People are generally very supportive of C-section mamas and all our bodies went through to produce a child. They’re absolutely right when they say that we did not have the “easy way out.” We were sliced open under the risks of anesthesia and infection and various other dangers and potential outcomes in order to get our babies out as safely as possible.
We need to be reminded that we gave these babies life, and we are mamas, no matter what.
But I am not alone in feeling like someone else birthed my baby out of me and that I didn’t actually give birth.
Having said that, here’s another important truth: my feeling this way about my own delivery does not negate another C-section mama’s feeling that she did give birth. Each delivery is unique. Every mom is unique. There’s room enough for all of us to have our own feelings of how our children entered the world.

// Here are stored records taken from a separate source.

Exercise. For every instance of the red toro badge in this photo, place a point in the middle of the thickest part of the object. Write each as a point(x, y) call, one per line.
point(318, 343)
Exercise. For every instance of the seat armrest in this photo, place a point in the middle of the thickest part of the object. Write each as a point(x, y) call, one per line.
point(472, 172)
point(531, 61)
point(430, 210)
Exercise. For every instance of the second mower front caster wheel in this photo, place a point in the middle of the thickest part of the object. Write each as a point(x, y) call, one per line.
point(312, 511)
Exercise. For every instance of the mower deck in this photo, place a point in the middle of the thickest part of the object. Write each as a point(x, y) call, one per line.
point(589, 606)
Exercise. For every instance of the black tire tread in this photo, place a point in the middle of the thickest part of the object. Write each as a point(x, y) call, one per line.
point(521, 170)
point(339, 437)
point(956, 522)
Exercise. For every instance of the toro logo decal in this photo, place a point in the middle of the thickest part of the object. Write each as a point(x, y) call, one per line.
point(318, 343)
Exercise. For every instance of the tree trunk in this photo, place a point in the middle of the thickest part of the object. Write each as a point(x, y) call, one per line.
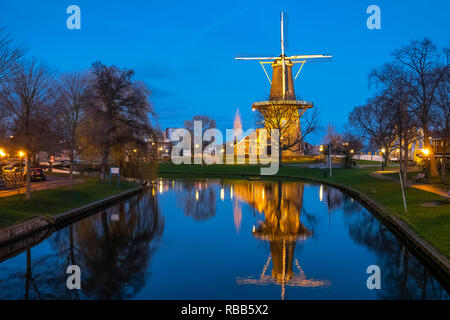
point(405, 165)
point(28, 176)
point(444, 161)
point(433, 164)
point(104, 165)
point(71, 158)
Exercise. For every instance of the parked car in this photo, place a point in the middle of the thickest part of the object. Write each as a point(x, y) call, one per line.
point(8, 169)
point(37, 174)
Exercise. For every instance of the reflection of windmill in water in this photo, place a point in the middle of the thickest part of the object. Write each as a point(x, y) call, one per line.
point(281, 205)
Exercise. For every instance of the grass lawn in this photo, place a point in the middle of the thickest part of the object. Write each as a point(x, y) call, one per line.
point(15, 209)
point(431, 223)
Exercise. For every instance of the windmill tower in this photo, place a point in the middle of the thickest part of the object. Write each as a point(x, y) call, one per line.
point(282, 92)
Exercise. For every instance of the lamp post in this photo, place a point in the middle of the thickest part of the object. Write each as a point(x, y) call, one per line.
point(426, 152)
point(21, 154)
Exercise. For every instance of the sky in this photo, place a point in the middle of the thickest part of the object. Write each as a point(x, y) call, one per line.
point(184, 50)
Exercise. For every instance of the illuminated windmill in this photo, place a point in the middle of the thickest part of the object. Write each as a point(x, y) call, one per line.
point(282, 93)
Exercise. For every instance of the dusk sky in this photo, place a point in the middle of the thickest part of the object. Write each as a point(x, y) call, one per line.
point(184, 51)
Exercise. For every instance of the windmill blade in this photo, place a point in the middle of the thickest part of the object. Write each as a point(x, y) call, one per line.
point(311, 56)
point(257, 58)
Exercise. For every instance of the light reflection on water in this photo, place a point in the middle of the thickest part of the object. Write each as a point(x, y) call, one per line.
point(222, 239)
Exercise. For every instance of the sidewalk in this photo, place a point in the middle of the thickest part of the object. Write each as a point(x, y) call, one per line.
point(431, 188)
point(51, 183)
point(420, 186)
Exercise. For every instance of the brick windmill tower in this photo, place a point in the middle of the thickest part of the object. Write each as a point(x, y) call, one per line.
point(282, 100)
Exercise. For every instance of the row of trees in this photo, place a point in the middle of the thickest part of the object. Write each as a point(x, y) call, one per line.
point(411, 103)
point(103, 110)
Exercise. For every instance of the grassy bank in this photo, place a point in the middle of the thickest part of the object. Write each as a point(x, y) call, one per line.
point(431, 223)
point(15, 209)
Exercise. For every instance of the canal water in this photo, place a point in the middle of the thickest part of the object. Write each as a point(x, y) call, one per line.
point(222, 239)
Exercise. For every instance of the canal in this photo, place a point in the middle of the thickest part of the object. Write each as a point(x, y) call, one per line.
point(222, 239)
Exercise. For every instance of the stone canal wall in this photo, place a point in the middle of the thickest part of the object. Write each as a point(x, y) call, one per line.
point(18, 237)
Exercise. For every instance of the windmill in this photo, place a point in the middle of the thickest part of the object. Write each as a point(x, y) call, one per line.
point(282, 84)
point(282, 101)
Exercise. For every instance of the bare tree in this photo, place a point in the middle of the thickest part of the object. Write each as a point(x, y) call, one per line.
point(395, 93)
point(292, 126)
point(441, 117)
point(27, 95)
point(9, 55)
point(71, 92)
point(120, 107)
point(421, 61)
point(376, 122)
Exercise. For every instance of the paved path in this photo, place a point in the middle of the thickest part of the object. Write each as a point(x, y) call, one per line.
point(424, 187)
point(431, 188)
point(51, 183)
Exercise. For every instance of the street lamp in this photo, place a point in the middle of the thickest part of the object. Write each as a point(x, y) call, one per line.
point(21, 154)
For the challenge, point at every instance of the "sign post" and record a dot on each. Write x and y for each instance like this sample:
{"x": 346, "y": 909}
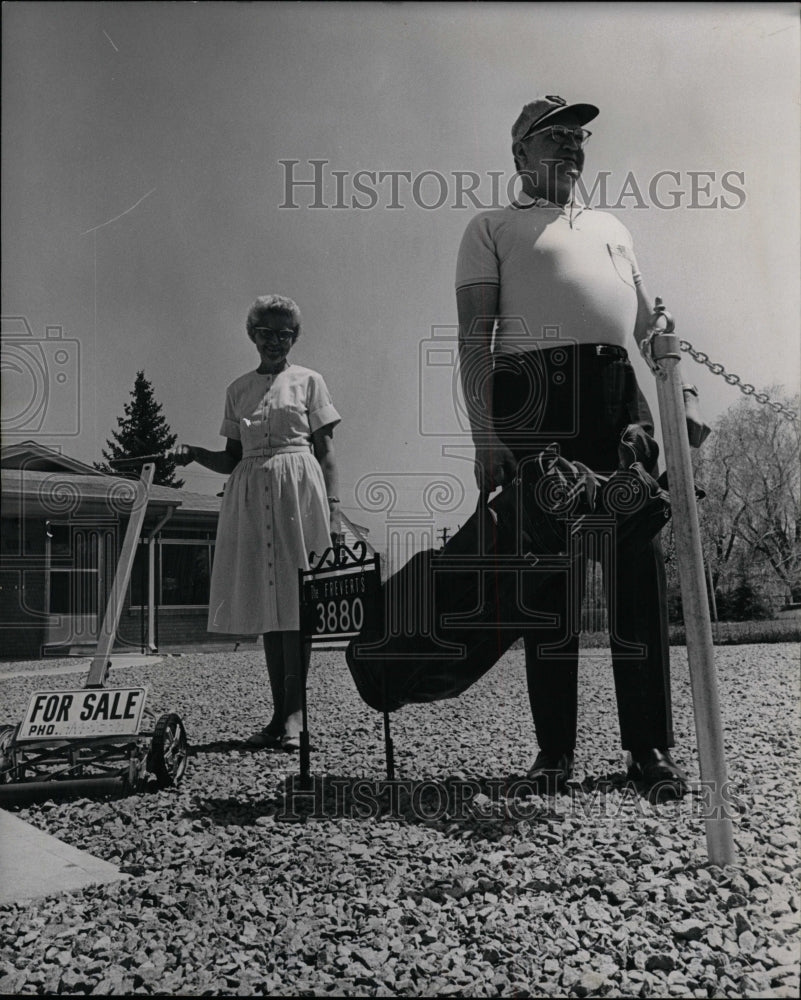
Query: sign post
{"x": 337, "y": 596}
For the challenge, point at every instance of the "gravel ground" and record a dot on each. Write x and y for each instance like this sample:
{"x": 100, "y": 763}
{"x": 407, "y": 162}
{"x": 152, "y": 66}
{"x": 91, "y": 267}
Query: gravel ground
{"x": 450, "y": 884}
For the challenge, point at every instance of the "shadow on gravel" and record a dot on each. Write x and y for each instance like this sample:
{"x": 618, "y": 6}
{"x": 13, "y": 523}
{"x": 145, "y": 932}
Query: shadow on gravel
{"x": 481, "y": 806}
{"x": 222, "y": 746}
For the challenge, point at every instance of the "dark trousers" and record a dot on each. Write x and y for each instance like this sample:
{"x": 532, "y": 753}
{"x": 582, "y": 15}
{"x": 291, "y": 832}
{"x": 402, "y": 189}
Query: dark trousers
{"x": 582, "y": 398}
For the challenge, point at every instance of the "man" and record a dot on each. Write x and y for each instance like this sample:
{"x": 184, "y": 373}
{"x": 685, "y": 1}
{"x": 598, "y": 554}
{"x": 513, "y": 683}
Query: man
{"x": 548, "y": 295}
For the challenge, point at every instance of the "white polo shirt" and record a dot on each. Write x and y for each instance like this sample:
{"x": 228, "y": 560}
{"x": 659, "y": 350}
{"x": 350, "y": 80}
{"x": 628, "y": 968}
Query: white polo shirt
{"x": 565, "y": 273}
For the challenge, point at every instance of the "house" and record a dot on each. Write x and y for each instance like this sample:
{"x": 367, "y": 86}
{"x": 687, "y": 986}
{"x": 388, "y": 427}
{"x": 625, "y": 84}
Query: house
{"x": 62, "y": 528}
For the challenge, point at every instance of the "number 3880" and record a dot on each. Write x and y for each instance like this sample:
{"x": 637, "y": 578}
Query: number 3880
{"x": 340, "y": 616}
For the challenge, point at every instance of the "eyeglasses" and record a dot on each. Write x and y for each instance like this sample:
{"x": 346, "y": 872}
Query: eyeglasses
{"x": 284, "y": 336}
{"x": 561, "y": 132}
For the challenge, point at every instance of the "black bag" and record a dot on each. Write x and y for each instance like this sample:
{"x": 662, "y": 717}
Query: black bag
{"x": 450, "y": 614}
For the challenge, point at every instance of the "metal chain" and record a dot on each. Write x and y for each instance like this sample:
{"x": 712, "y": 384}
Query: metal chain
{"x": 745, "y": 387}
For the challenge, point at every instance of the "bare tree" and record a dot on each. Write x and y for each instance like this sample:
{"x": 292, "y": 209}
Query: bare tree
{"x": 751, "y": 471}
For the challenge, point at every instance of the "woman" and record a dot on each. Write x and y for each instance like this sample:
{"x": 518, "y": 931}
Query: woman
{"x": 280, "y": 503}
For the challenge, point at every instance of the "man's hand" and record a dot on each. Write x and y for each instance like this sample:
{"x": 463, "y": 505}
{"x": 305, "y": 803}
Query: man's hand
{"x": 495, "y": 465}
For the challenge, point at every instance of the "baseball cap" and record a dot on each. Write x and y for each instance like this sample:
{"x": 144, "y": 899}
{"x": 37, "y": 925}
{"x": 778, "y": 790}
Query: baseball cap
{"x": 548, "y": 111}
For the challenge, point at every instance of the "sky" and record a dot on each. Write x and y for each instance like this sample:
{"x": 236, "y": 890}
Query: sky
{"x": 149, "y": 156}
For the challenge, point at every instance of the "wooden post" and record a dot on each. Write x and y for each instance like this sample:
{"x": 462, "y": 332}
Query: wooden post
{"x": 665, "y": 355}
{"x": 108, "y": 632}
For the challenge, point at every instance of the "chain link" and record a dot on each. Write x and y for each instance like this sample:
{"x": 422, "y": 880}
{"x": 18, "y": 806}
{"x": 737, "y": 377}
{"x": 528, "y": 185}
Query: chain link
{"x": 745, "y": 387}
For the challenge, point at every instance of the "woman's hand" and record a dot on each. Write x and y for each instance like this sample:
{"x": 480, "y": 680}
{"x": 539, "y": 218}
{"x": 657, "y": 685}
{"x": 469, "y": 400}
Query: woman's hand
{"x": 335, "y": 523}
{"x": 183, "y": 454}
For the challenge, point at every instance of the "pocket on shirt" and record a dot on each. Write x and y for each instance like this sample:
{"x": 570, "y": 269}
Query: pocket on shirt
{"x": 289, "y": 424}
{"x": 623, "y": 262}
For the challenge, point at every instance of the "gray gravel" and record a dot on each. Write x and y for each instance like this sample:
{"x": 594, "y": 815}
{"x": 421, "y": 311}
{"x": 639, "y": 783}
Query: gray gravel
{"x": 452, "y": 886}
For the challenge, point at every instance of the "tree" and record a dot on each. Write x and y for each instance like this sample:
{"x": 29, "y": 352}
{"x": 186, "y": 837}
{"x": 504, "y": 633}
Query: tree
{"x": 752, "y": 513}
{"x": 142, "y": 431}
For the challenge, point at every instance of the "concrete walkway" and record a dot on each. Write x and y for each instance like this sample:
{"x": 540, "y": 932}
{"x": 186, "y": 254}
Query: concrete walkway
{"x": 34, "y": 864}
{"x": 81, "y": 665}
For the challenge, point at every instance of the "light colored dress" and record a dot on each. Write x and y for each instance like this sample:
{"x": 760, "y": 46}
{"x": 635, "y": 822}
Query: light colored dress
{"x": 274, "y": 510}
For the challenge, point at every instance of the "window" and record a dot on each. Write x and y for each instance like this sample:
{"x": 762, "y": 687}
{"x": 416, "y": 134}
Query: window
{"x": 183, "y": 573}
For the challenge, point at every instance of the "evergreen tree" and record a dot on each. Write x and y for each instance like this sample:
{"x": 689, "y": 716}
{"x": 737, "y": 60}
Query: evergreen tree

Whatever you end up feeling, let yourself work through it.
Allow yourself the breathing room necessary to process your own perceptions about your C-section. Let yourself feel, whether it’s joy or grief or a garbled mix of many things.
If your birth story is traumatic for you, consider setting up a few short-term visits with a counselor, or talk with another mom in your life who’s been through something similar.
If you explore your options and find you have no one to talk to, visit my contact page; I’d be happy to chat with you.
May your delivery be filled with joy as you meet your child
I hope this information fills in some gaps about C-sections and leaves you better prepared for go-time. I hope it brings you peace by having a little more idea of what to expect.
Is there anything else you wish you’d known about C-sections before you had one? Comment down below and tell us.
Blessings on your birth, mama, however it happens!